As corrected through Wednesday, December 9, 2015


[*1]
 The People of the State of New York, Respondent,
v
Carlo Rastaldo, Appellant.

Robert S. Dean, Center for Appellate Litigation, New York (Katharine Skolnick of counsel), for appellant.

Cyrus R. Vance, Jr., District Attorney, New York (Sheila O'Shea of counsel), for respondent.

Judgment, Supreme Court, New York County (Edward J. McLaughlin, J.), rendered September 20, 2012, convicting defendant, after a nonjury trial, of burglary in the second and third degrees and two counts of petit larceny, and sentencing him to an aggregate term of 31/2 years, unanimously modified, on the law, to the extent of vacating the third-degree burglary conviction and dismissing that count of the indictment, and otherwise affirmed.

The court properly denied defendant's motion to suppress statements made to the police prior to the administration of Miranda warnings. The record supports the court's finding that these statements were spontaneous, volunteered utterances that were not the product of police interrogation or its functional equivalent (see People v Ealey, 272 AD2d 269 [1st Dept 2000], lv denied 95 NY2d 865 [2000]). In any event, the record also establishes that defendant's post-Miranda statements were attenuated from the statements at issue.

The verdict was based on legally sufficient evidence and was not against the weight of the evidence.

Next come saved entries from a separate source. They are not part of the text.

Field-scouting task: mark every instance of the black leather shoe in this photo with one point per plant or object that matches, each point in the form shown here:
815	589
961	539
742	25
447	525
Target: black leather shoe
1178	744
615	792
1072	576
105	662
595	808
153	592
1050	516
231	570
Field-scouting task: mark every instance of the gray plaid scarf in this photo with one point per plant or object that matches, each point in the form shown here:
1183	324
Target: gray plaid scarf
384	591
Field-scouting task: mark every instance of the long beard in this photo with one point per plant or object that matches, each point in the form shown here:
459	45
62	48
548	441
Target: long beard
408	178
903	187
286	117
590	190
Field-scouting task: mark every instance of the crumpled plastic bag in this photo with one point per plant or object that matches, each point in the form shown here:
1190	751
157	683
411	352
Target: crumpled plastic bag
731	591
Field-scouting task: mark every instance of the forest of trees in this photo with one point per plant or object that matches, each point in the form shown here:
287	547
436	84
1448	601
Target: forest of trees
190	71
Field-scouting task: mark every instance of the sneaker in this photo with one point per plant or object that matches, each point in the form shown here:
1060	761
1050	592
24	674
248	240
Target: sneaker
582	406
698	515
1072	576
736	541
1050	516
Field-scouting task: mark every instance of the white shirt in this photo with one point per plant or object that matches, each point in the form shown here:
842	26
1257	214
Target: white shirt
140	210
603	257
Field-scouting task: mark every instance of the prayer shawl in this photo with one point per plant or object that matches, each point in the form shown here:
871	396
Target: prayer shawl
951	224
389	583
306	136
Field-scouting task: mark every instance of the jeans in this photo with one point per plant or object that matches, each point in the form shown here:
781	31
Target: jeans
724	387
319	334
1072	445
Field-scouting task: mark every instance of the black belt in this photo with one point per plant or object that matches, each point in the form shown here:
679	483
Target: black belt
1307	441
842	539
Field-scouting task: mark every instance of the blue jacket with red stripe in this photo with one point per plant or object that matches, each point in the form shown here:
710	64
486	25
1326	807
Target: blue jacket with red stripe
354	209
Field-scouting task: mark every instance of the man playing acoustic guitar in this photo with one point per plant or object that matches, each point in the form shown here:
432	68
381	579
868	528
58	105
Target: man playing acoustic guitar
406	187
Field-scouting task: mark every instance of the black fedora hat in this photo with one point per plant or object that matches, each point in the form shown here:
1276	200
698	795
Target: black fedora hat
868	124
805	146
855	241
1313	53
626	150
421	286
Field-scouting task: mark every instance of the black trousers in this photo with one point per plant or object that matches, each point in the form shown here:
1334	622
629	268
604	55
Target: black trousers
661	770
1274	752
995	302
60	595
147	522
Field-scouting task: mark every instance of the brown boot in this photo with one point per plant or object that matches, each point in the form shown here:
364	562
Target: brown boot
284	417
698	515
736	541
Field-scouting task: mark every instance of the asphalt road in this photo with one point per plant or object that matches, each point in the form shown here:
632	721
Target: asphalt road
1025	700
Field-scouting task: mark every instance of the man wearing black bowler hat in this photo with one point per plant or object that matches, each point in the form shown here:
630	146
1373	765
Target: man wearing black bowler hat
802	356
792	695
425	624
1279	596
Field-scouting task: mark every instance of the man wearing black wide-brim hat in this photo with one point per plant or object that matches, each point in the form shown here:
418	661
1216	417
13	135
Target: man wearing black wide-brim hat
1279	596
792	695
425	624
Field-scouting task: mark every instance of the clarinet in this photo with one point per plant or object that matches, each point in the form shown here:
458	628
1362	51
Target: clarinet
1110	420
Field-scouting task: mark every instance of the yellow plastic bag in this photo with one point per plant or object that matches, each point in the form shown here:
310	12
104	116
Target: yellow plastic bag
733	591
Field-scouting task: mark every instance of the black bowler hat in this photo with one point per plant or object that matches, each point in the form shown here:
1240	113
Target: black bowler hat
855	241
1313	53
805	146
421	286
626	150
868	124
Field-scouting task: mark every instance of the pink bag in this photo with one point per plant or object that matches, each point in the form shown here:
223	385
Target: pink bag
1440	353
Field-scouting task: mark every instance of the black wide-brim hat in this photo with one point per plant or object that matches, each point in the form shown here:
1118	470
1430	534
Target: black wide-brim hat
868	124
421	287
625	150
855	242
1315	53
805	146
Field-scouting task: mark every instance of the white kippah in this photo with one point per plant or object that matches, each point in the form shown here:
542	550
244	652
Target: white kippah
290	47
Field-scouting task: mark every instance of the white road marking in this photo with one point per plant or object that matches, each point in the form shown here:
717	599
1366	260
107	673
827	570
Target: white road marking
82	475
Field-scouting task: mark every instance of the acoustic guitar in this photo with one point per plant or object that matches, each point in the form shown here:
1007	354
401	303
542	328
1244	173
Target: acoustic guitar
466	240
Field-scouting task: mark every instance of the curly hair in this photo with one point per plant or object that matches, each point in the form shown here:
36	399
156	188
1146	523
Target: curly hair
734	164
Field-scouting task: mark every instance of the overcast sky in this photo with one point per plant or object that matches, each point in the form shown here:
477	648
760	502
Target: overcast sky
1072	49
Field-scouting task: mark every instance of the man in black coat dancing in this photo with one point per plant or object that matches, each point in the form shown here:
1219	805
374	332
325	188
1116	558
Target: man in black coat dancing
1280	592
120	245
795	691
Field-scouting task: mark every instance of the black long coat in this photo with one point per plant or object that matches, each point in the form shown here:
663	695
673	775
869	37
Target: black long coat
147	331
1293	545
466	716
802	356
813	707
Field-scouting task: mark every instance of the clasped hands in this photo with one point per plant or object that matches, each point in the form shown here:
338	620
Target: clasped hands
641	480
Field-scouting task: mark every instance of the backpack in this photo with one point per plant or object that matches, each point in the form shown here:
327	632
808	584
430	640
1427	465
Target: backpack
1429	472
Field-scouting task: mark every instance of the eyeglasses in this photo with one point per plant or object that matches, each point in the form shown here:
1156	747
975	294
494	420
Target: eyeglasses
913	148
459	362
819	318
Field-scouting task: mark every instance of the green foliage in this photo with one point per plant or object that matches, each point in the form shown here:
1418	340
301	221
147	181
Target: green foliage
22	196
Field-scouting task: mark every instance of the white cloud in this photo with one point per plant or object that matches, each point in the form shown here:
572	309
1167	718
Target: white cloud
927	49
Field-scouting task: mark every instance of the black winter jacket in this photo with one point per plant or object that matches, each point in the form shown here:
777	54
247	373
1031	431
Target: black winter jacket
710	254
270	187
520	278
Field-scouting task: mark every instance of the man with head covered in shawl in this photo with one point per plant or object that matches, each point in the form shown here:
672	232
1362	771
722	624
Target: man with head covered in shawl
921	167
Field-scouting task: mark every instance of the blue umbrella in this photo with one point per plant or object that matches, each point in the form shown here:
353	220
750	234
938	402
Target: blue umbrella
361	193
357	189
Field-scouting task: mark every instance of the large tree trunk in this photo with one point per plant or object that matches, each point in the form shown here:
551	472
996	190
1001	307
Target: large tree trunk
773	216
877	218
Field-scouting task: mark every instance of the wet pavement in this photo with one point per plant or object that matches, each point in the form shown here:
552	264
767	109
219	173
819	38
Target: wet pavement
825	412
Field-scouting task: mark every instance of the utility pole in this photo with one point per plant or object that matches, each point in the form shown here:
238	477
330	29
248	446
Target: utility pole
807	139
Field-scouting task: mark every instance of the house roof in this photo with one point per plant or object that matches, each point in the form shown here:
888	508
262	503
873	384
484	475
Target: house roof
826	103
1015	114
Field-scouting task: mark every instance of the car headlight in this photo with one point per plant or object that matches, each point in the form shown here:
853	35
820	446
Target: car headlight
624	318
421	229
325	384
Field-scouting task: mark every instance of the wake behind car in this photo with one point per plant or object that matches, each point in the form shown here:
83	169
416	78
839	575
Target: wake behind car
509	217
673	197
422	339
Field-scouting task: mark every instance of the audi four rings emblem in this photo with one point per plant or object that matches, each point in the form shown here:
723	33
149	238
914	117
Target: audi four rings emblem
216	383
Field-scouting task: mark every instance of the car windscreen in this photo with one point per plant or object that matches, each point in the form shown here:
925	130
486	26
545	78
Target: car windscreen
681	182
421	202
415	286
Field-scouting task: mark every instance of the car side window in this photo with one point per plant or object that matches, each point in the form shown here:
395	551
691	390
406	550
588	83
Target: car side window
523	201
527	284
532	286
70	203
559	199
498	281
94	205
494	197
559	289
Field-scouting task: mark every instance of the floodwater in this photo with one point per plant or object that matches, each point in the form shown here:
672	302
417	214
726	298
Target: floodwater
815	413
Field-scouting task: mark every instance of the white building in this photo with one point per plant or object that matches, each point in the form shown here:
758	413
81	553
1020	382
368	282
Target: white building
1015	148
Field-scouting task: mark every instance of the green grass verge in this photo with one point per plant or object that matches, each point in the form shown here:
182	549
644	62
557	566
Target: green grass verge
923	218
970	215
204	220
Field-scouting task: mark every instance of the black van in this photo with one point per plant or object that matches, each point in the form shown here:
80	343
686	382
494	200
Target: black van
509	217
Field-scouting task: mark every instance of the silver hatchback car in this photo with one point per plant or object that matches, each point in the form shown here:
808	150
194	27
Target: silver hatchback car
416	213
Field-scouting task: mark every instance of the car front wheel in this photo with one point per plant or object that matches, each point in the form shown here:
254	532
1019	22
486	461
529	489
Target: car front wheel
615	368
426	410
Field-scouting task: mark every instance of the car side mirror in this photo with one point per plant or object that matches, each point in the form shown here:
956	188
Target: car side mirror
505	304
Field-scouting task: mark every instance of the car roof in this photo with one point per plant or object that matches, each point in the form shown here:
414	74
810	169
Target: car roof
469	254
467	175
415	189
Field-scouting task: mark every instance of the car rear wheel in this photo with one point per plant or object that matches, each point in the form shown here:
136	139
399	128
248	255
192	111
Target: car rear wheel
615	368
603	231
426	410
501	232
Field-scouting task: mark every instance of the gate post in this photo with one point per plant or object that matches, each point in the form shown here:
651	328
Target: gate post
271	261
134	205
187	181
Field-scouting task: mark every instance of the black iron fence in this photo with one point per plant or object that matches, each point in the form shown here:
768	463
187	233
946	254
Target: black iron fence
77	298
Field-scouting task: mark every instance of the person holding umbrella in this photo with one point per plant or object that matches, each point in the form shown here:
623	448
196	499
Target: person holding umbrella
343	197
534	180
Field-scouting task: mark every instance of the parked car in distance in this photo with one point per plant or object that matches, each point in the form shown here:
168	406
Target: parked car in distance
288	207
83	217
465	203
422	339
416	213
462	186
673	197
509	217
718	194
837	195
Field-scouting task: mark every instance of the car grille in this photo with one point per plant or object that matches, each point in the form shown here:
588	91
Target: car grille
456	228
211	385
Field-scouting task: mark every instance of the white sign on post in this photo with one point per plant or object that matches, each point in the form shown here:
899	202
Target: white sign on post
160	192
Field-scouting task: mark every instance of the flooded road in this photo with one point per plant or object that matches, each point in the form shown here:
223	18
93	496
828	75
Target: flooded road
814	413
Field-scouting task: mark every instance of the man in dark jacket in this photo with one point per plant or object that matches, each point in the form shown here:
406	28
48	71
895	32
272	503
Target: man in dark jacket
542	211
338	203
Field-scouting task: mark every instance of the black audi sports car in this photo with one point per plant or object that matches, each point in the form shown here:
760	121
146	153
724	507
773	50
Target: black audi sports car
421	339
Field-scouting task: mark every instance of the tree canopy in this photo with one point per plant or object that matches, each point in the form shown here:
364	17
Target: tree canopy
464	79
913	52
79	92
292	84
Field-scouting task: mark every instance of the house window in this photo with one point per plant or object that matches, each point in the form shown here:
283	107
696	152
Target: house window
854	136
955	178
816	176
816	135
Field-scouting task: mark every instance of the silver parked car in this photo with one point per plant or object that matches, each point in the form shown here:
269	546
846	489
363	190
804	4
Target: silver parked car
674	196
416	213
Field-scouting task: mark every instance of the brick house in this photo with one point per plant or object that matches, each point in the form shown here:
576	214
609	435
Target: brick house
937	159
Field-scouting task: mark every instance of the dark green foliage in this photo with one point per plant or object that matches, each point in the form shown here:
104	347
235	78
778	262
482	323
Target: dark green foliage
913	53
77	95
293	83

The evidence established the "dwelling" element of second-degree burglary (Penal Law § 140.25 [2]; see People v Joseph, 124 AD3d 437 [1st Dept 2015], lv granted 2015 NY Slip Op 70750[U] [2015]).

[*2] As the People concede, the third-degree burglary count should be dismissed as a lesser included offense of second-degree burglary conviction. Concur—Mazzarelli, J.P., Renwick, Andrias and Manzanet-Daniels, JJ.